When delivering a speech to an audience of peers, or in front of business professionals, or even in a one-on-one conversation an important element shows sincerity but is often missed. That is eye contact. Eye contact with your audience opens the lines of communication, makes you more believable, and keeps your audience interested (Beebe & Beebe, 2006). Continuing to make eye contact with your audience can also give you the insight to monitor the attention your audience is giving you. A speaker who is withdrawn from the audience dismisses their credibility and effort to actively engage with the audience.

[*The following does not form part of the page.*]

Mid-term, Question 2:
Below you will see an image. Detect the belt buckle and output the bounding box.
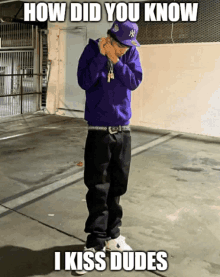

Eye contact can be used to as an effective nonverbal gesture. Using eye contact before even beginning a speech suggests to your audience that you are prepared and ready to deliver. Beebe and Beebe (2006) gives insight to how the audience can receive the message that “I am interested in you; tune me in; I have something I want to share with you” (p 281). With enough preparation, a speaker should have the opening sentence attention grabber well enough in mind so that you don’t have to look at an outline or note cards so the focus is still on the audience for what new information will be presented. Using eye contact with your audience is not a focus on one specific audience member, or the professor, or just one side of the room. Eye contact is not looking at the audience who is not paying attention to you. Also, eye contact is not the audience looking at you while you remain fixed on note cards or an outline either (Fraleigh & Tuman, 2009). Lets understand that eye contact is an excellent way to set the tone for your speech by showing interest, provide credibility and interaction with the audience, and allows you to monitor the audience reaction to the information you present and how your audience responds to your delivery.
Beebe, S. & Beebe, S. (2006). Public speaking: An audience-centered approach. (6th ed.) Pearson Education Incorporated, USA.
Fraleigh, D. & Tuman, J (2009). Speak up: An illustrated guide to public speaking. Bedford/St. Martin’s, Boston, MA.